Return on Invested Capital. At Valuentum, we place considerable emphasis on return on invested capital (both with and without goodwill). The measure focuses on the return (earnings) the company is generating on its operating assets and is superior to return on equity and return on assets, which can be skewed by a firm's leverage or excess cash balance, respectively.
Risk of Capital Loss. We think capital preservation is key for the dividend investor. As such, we evalute the risk of capital loss by assessing the intrinsic value of each firm based on our discounted cash-flow process. If a firm is significantly OVERVALUED, we think the risk of capital loss is HIGH. If a firm is FAIRLY VALUED, we think the risk of capital loss is MEDIUM, and if a firm is UNDERVALUED, we think the risk of capital loss is LOW.
Stock Price Relative Strength. We assess the perfomance of the company's stock during the past quarter, 13 weeks, relative to an ETF that mirrors the aggregate performance of constituents of the stock market. Firms are measured along the scale of STRONG, NEUTRAL, and WEAK. Companies that have outperformed the market index by more than 2.5% during this 13-week period receive a STRONG rating, while firms that trailed the market index by more than 2.5% during this 13-week period receive a WEAK rating.
Technical Evaluation. We evaluate a firm's near-term and medium-term moving averages and money flow index (MFI) to assign each firm a rating along the following scale: VERY BULLISH, BULLISH, NEUTRAL, BEARISH, and VERY BEARISH.
Timeliness Matrix. We compare the company's recent stock performance relative to the market benchmark with our assessment of its valuation. Firms that are experiencing near-term stock price outperformance and are undervalued by our estimate may represent timely buys.
Upside/Downside Volume. Heavy volume on up days and lower volume on down days suggests that institutions are heavily participating in a stock's upward advance. We use the trailing 14-week average of upside and downside volume to calculate an informative ratio. We rank each firm's U/D volume ratio along the following scale: BULLISH, IMPROVING, DETERIORATING, and BEARISH.
ValueCreation. This is a proprietary Valuentum measure. ValueCreation indicates the firm's historical track record in creating economic value for shareholders, taking the average difference between ROIC (without goodwill) and the firm's estimated WACC during the past three years. The firm's performance is measured along the scale of EXCELLENT, GOOD, POOR, and VERY POOR. Those firms with EXCELLENT ratings have a demonstrated track record of creating economic value, while those that register a VERY POOR mark have been destroying economic value.
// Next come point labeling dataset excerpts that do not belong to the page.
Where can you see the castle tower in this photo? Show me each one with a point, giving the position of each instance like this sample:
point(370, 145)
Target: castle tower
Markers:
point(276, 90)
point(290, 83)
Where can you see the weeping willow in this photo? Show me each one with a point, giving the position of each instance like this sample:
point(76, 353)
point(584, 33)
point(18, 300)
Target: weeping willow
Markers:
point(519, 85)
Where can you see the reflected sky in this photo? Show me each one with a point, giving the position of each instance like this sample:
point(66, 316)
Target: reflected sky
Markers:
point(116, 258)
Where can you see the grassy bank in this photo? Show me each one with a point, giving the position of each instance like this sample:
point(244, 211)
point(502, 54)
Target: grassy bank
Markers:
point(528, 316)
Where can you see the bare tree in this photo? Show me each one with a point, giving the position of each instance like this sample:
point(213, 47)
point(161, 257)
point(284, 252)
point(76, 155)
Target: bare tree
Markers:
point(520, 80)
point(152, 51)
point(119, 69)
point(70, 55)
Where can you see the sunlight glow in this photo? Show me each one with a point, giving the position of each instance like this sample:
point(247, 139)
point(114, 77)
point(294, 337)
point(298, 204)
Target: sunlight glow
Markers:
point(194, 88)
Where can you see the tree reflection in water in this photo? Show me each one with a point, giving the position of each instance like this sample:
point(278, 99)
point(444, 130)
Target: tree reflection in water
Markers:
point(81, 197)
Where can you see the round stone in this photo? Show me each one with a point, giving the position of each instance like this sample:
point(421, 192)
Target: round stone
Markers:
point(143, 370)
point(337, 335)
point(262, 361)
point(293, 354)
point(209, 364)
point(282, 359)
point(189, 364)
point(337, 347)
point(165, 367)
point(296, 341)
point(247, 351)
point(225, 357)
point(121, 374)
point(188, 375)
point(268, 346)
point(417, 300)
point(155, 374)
Valuentum Dividend Cushion™. This is a proprietary Valuentum measure that drives our assessment of the firm's Dividend Safety rating. The forward-looking measure assesses dividend coverage via the cash characteristics of the business.
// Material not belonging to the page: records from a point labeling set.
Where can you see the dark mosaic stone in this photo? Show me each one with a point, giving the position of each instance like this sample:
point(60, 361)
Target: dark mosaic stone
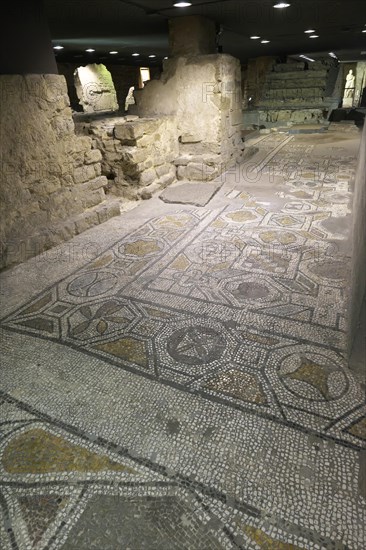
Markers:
point(249, 290)
point(151, 523)
point(330, 269)
point(196, 345)
point(38, 513)
point(39, 323)
point(92, 284)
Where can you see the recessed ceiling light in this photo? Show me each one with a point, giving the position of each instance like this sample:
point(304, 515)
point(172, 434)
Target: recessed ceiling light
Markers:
point(307, 58)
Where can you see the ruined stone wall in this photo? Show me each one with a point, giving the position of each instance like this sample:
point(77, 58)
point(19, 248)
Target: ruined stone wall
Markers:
point(292, 92)
point(137, 154)
point(51, 182)
point(123, 76)
point(358, 276)
point(203, 93)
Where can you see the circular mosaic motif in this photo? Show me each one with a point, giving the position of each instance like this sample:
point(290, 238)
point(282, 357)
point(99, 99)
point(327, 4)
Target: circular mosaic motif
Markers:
point(196, 345)
point(89, 285)
point(313, 377)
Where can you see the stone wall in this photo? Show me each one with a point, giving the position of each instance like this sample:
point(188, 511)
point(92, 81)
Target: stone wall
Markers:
point(51, 182)
point(203, 93)
point(137, 154)
point(358, 276)
point(95, 88)
point(293, 92)
point(123, 76)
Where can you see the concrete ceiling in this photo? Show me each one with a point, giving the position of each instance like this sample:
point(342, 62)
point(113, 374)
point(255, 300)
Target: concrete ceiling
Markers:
point(141, 26)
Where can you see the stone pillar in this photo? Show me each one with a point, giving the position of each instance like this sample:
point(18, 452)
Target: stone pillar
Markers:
point(192, 35)
point(25, 40)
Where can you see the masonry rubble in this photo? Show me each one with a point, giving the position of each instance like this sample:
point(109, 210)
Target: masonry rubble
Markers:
point(52, 183)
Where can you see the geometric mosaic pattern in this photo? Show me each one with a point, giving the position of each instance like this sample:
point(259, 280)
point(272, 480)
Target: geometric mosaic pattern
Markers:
point(201, 298)
point(243, 307)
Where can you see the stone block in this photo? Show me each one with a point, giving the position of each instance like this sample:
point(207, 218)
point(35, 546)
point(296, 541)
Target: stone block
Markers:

ValueRisk. This is a proprietary Valuentum measure. ValueRisk indicates the historical volatility of key valuation drivers, including revenue, gross margin, earnings before interest, and enterprise free cash flow. The standard deviation of each measure is calculated and scaled against last year's measure to arrive at a percentage deviation for each item. These percentage deviations are weighted equally to arrive at the corresponding fair value range for each stock, measured in percentage terms. The firm's performance is measured along the scale of LOW, MEDIUM, HIGH, and VERY HIGH. The ValueRisk™ rating for each firm also determines the fundamental beta of each firm along the following scale: LOW (0.85), MEDIUM (1), HIGH (1.15), VERY HIGH (1.3).
ValueTrend. This is a proprietary Valuentum measure. ValueTrend indicates the trajectory of the firm's return on invested capital (ROIC). Firms that earned an ROIC last year that was greater than the 3-year average of the measure earn a POSITIVE rating. Firms that earned an ROIC last year that was less than the 3-year average of the measure earn a NEGATIVE rating.